Assignment 1

Create a new repository on Bitbucket, called “cinf401-assignment-1”, and add me (joshuaeckroth) as a “reader”. Then create a new project in RStudio with the same name and a new R Markdown file with the same name. See the RStudio workflow for instructions.

Complete the tasks below. Write your answers, intermixed with R code and plots (if/when appropriate), in the single R Markdown file. Commit and push your changes to Bitbucket so I can retrieve them on my own machine. I will regenerate your final report by “knitting” your R Markdown file.

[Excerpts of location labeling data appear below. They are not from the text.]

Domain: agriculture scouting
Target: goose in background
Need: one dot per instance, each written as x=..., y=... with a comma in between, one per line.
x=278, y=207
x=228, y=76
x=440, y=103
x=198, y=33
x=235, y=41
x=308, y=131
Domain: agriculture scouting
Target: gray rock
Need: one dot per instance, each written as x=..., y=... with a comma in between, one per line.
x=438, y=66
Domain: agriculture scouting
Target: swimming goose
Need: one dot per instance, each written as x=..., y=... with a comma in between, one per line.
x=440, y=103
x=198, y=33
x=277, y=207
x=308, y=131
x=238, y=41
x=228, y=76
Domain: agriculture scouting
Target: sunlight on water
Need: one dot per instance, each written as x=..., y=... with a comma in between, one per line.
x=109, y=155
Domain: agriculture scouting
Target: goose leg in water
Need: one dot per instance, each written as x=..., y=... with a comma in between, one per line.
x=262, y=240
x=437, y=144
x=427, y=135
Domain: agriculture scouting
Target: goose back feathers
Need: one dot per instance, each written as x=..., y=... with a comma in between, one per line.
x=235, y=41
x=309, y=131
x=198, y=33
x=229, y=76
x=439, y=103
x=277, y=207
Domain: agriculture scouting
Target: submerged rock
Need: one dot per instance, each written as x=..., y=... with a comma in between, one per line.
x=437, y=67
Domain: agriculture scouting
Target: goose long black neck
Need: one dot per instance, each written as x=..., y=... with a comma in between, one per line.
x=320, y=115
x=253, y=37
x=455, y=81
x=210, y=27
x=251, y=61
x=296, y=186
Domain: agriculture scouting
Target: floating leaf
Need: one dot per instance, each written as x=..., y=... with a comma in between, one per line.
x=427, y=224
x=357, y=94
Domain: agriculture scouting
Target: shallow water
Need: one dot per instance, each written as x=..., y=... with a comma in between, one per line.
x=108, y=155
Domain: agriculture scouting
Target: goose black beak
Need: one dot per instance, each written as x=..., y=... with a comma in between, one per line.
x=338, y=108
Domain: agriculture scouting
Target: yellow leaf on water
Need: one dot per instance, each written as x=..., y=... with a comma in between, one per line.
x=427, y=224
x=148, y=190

See the syllabus for the general grading rubric.

Find two projects that purport to require “big data analysis.” We looked at three case studies in the big data notes. Answer these questions about the projects:

• Who is responsible for this project?
• What are the project’s aims? What is its contribution to an organization or to society?
• What kind of data will be (or is being) analyzed?
• How much data is there? Estimate this if you are unable to find out precisely.
• Why should the data be considered “big data”? Or should it not?
• What tools will they use (are they using)? This information might not be available, but try to find out.

Part A

Create a vector of numeric values. Include at least seven values, two of which must be NA. Then show how to “normalize” the vector so that the magnitude of the vector (ignoring NA’s) is 1.0. Refer to MathWorld for definitions of normalized vector and L2-norm.

Part B

Create a data frame with columns “A”, “B”, “C”, and “D”, satisfying the following properties:

• Column A contains logical (TRUE/FALSE) values.
• Column B contains numeric values.
• Column C contains character values.
• Column D contains dates.

Insert five rows of data. Print/show the data frame.

Next, set the column names of the data frame to “W”, “X”, “Y”, and “Z”. Print the data frame again.

Update column X (previously called B) so that all of its numeric values are multiplied by 2. Then print just column X, just rows 2-5 (inclusive).